President’s Corner: Why Proactive Collaboration is More Strategic than Reactive Mergers
Firm president, Patton McDowell has extensive experience in navigating the waters of mergers and collaborations between organizations. With twenty years of background in development and strategic planning, Patton has wisdom from lessons learned and stories of success. As Patton McDowell & Associates focuses on Collaboration this month with our Innovation Series, Patton shares his personal insights about moving from mergers to collaborations.
Collaboration is a buzz word in philanthropy right now. With a strong focus on collective impact within foundations and other grant makers, nonprofits who can merge or collaborate to achieve greater impact are seen as strategic and forward-thinking. Any organization would rather be proactive than reactive in these situations. Unfortunately, PMA has seen too many organizations forced into partnerships that put them in a position of weakness versus strength. Ultimately, this leads to collaborations that fail.
While collaborations and mergers are powerful ways to increase your reach, consider the following measures as you conduct your due diligence in the assessment phase.
- Research comparable organizations. Find three comparable organizations in your space and sector, and learn them. This is a good exercise for board members and staff alike. Homework may be conducted through secondary sources or primary connections. These comparable organizations may well be making strategic decisions that could impact any collaboration at this time. Find out what they are doing and what they are planning to see if it illustrates potential for a merger of equal opportunity.
Example: In the Research Triangle of North Carolina, a group of corporations, universities and nonprofits came together to connect different resources around environmental health. The Research Triangle Environmental Health Collaborative in Raleigh collaborates to educate, attract and enhance environmental health.
- Study aspirational organizations. It is also advantageous to look at organizations of larger scale outside your community. A national organization may want a presence in your geographical area. The more you research, the more you may be able to negotiate a partnership that is mutually beneficial to both parties. It may be in your interest to partner with the “big kids” in your sector.
Example: Hospitality House in Boone, NC, has used marketing techniques to collaborate with the national organization No Kid Hungry on events in the High Country area. While Hospitality House serves a smaller population, nods from No Kid Hungry have increased their marketing outreach to a national level.
- Examine those serving the same population. Look around and see what other organizations are serving the same population as yours. If you are supporting arts opportunities with youth, then how can you collaborate with another organization who serves the same kids? The organization may not conduct the same work as your organization, but this examination could provide opportunities to partner in serving the same population.

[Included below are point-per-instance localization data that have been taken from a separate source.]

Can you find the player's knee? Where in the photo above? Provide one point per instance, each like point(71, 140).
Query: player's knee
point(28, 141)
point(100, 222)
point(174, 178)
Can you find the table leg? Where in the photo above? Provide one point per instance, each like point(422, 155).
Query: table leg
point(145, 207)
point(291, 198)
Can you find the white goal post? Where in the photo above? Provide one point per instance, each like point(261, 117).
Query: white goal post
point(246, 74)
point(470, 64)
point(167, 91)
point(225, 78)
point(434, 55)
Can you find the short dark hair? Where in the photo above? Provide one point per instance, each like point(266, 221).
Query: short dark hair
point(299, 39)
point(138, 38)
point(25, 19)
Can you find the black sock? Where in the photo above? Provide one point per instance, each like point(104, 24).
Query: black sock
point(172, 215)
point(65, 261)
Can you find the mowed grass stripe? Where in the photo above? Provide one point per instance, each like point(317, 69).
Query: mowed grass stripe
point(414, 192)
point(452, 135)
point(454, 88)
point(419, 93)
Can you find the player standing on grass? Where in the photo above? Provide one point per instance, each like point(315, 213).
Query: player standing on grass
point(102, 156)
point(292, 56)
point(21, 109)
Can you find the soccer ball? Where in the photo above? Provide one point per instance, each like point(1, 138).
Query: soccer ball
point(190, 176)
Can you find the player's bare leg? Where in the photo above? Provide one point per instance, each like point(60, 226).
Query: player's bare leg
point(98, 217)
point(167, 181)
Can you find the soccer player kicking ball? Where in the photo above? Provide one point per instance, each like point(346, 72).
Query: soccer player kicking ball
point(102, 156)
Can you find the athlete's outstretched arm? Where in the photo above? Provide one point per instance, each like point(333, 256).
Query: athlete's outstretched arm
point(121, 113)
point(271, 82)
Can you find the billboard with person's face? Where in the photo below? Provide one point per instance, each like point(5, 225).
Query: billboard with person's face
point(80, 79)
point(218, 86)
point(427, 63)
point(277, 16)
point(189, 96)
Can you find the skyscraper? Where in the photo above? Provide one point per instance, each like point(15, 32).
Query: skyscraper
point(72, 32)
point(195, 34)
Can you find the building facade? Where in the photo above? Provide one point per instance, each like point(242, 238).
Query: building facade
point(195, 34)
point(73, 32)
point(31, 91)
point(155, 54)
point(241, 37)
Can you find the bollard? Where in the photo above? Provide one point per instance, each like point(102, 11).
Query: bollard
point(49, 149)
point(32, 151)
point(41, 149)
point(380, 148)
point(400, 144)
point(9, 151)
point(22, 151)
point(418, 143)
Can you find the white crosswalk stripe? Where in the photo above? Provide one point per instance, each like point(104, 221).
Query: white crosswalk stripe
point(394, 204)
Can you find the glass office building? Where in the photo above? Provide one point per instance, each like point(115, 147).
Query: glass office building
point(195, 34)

Example: In 2007, York Technical College in Rock Hill, SC, created the Entrepreneur Network to “support, encourage and strengthen small businesses through networking and educational events.” The network services surrounding counties and provides a way for York Tech students to collaborate with community partners and small businesses.
- Utilize a proactive collaboration strategy. Research organizations with a similar operational state. This may include staff size, budget or site needs. Another organization might need more space, which could result in shared space collaboration with your organization. Another possibility could include sharing a staffing function for back office operations. The power of a larger entity allows you to utilize better technology and resources.
Example: Celebrating its tenth year, the Child and Family Services Center in Charlotte, NC, provides a one-stop location for comprehensive assistance for children and families in need. The building includes shared space between ten agencies and shared support services for accounting and human resource functions.
As you can see from these examples, collaboration is possible in the nonprofit sector. It just requires commitment, research and planning. The activities outlined here may be part of a discreet staff taskforce or even a board taskforce at your organization. Even if your research does not result in the need to merge or collaborate, the exercise is well worth the time to invest in your group and community.